Iraq attacks kill seven, hit Christian sites

27 Nov, 2009

A spate of attacks in Iraq killed seven people and struck a church and a convent on Thursday, with one bomb at a busy market claiming three lives as shoppers stocked up for a Eidul-Azha holiday. Two home-made bombs exploded in the market in Mussayib, 60 kilometres (35 miles) south of the capital Baghdad, killing three men and wounding 28 people, including two women and two children.
The bombs struck at around 11:00 am (0800 GMT), police said, and came as food markets were bustling ahead of the first day of Eidul-Azha, on Friday. Separately, a car bomb at a taxi and bus station in Yusufiyah, south of Baghdad, killed one man and wounded 10 people, police said. In the town of Saadiyah, 125 kilometres (80 miles) northeast of Baghdad, a Kurdish politician was killed and one of his guards wounded when their convoy was hit by a roadside bomb.

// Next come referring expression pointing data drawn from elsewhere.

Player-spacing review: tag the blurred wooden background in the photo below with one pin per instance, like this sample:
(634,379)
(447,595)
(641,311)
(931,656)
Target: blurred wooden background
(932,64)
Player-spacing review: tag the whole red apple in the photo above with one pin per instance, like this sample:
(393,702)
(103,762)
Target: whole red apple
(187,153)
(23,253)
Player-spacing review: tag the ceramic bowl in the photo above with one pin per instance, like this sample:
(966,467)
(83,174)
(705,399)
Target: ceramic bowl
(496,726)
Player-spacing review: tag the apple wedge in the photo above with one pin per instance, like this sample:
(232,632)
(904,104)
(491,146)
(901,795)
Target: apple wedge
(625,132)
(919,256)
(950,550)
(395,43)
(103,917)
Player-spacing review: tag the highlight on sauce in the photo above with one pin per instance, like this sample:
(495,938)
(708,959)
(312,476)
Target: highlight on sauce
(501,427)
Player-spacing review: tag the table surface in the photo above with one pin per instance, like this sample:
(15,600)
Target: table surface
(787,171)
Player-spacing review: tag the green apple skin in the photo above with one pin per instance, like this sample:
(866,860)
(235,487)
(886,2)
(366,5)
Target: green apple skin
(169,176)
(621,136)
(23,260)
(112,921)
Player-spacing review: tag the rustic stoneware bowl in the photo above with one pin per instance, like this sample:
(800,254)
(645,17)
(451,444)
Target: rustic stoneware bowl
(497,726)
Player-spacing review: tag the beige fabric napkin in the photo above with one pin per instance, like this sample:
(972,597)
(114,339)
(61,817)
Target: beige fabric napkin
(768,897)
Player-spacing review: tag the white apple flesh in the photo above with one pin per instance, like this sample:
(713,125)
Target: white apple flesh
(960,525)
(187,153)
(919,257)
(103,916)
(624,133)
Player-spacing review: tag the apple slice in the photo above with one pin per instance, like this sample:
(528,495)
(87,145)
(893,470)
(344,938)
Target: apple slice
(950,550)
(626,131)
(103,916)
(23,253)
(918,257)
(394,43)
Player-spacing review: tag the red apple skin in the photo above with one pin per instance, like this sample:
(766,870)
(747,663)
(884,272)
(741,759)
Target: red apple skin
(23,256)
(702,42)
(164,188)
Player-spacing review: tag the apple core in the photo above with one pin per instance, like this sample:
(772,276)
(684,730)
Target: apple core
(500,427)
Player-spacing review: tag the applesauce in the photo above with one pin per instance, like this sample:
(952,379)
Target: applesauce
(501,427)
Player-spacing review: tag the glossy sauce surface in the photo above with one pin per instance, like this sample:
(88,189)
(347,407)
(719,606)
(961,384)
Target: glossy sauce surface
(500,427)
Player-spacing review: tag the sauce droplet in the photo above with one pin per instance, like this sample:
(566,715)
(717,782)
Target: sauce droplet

In the south Baghdad neighbourhood of Saidiyah, a sticky bomb attached to a minibus killed one person and wounded three, police said.
In the main northern city of Mosul, a church and a convent were bombed, with both targets severely damaged but without any casualties, religious leaders said.
One of the attacks hit the St Theresa Convent of Dominican nuns in the western Jadida (New Mosul) district, the chief representative of the Dominican order in Iraq, Father Yousif Thomas Mirkis, said. Another bomb struck the Church of St. Ephrem in the same Mosul district, causing major damage to the Chaldean place of worship, Patriarchal Vicar George Basman said.